The "perfect" IP hashing algorithm
If you want to anonymize IP addresses, for example in HTTP logs, here’s the method I recommend:
#!/usr/bin/env python3
import hashlib
import ipaddress
import sys
KEY = b"example"
def hash_ip(ip, key=b""):
last_len = -8 if ip.version == 6 else -1
base_bytes = ip.packed[:last_len]
last_bytes = ip.packed[last_len:]
base_bhash = hashlib.shake_256(key + base_bytes).digest(len(base_bytes))
last_bhash = hashlib.shake_256(key + ip.packed).digest(len(last_bytes))
return ipaddress.ip_address(base_bhash + last_bhash)
for line in sys.stdin:
line_ip, line_rest = line.split(" ", 1)
ip_hashed = hash_ip(ipaddress.ip_address(line_ip), KEY)
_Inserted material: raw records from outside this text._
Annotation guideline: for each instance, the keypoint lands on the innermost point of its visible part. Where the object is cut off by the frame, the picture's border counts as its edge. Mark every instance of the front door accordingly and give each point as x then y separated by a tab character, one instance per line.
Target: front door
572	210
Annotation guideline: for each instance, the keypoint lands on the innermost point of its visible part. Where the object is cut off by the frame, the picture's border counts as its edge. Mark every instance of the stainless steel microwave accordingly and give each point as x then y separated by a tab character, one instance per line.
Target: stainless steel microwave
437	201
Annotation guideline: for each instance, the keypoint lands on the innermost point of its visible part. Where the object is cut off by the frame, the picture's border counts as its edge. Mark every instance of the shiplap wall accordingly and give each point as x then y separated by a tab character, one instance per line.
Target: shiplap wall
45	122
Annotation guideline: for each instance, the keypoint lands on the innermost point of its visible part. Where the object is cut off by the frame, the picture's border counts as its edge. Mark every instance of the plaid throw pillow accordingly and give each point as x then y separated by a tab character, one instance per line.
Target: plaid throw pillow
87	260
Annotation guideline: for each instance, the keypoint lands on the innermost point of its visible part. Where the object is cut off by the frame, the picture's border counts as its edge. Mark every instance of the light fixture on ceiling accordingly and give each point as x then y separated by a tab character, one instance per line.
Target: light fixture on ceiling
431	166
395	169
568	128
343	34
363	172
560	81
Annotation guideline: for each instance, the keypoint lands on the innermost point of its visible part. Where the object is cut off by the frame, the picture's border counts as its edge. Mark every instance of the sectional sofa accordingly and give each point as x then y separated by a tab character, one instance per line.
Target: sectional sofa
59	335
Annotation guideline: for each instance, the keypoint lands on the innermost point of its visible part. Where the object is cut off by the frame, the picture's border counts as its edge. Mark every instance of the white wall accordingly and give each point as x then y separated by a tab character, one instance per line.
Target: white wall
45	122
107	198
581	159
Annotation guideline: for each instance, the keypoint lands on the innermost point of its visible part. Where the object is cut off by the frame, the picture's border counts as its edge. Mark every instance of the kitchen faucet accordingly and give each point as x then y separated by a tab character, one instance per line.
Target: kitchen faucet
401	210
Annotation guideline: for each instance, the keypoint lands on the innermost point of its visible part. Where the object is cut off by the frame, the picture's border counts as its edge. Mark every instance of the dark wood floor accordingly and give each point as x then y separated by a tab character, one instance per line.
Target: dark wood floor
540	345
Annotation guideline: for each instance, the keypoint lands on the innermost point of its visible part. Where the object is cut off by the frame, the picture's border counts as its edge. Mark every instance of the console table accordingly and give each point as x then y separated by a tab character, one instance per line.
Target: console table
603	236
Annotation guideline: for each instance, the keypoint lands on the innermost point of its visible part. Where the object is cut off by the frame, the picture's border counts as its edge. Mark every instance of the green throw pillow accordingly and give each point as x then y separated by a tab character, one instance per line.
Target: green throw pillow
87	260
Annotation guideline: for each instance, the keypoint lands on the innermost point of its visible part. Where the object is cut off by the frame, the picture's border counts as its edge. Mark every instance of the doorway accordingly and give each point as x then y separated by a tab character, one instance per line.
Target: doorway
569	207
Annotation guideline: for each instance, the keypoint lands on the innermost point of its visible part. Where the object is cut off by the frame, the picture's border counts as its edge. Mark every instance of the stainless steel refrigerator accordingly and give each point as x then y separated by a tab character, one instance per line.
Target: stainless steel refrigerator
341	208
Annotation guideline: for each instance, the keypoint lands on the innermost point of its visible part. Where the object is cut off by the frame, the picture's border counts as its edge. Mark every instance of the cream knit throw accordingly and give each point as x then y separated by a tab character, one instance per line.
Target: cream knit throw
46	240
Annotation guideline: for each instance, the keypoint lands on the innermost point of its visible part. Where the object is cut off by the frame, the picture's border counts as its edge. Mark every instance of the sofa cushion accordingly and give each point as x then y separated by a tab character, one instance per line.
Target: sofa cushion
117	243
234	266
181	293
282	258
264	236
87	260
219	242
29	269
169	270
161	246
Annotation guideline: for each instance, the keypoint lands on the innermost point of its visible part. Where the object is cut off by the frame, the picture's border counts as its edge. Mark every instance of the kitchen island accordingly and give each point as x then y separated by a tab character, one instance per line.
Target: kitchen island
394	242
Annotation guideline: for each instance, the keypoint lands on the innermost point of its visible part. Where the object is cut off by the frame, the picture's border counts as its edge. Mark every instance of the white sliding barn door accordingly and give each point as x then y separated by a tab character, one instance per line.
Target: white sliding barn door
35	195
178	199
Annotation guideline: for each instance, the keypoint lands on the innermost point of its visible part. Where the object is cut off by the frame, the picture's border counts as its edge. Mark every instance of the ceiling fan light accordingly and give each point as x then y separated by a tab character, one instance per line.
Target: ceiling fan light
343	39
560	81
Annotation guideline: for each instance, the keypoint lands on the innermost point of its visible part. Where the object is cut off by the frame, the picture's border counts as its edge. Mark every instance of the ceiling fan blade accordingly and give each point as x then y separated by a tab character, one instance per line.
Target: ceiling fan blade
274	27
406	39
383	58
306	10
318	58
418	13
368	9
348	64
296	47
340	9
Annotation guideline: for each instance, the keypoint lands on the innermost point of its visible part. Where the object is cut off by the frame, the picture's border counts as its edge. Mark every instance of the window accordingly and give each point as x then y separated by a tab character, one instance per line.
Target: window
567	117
sys.stdout.write("{} {}".format(ip_hashed, line_rest))
Notes:
- IPv4 and IPv6 addresses are both supported.
- Hashed IPv4 addresses return IPv4, and hashed IPv6 addresses return IPv6. However, that doesn’t mean the hashed addresses are globally valid (they could be within multicast, for example).
- The last IPv4 /24 or IPv6 /64 can still be correlated, allowing you to pick out relatively similar hashed addresses. For example, if you see both 230.10.134.107 and 230.10.134.226 hashed addresses, you know they’re part of the same /24, even though you know nothing else about the addresses.
- However, the last IPv4 /24 or IPv6 /64 is not globally hashed and does not leak information about itself. If you happen to know hashed 230.10.134.107 corresponds to real 10.9.8.4, hashed 178.59.91.107 does not mean the real IP ends in .4.
- A hash key is optional but recommended. Reuse the key if you want to be able to correlated hashed IPs over time, or be able to hash a known real IP to search for it in the past. Use a random key and throw it away afterwards if you want it to be truly anonymous.
- SHAKE-256 is used because it’s modern (SHA-3) and support arbitrary-length output. If you can’t use SHA-3, use something like SHA-512, HMAC it with a key, and use a portion of the output. (SHA-3 digests can securely use key prepending; other digests require HMAC.)
- Hashed IPv6 addresses get quite unwieldy. Get used to addresses like 20f1:b413:7f5d:7720:1fe2:1bf3:38fb:620. (Exactly one hex byte out of 32 was compressible in that random example I used. Most examples have none.)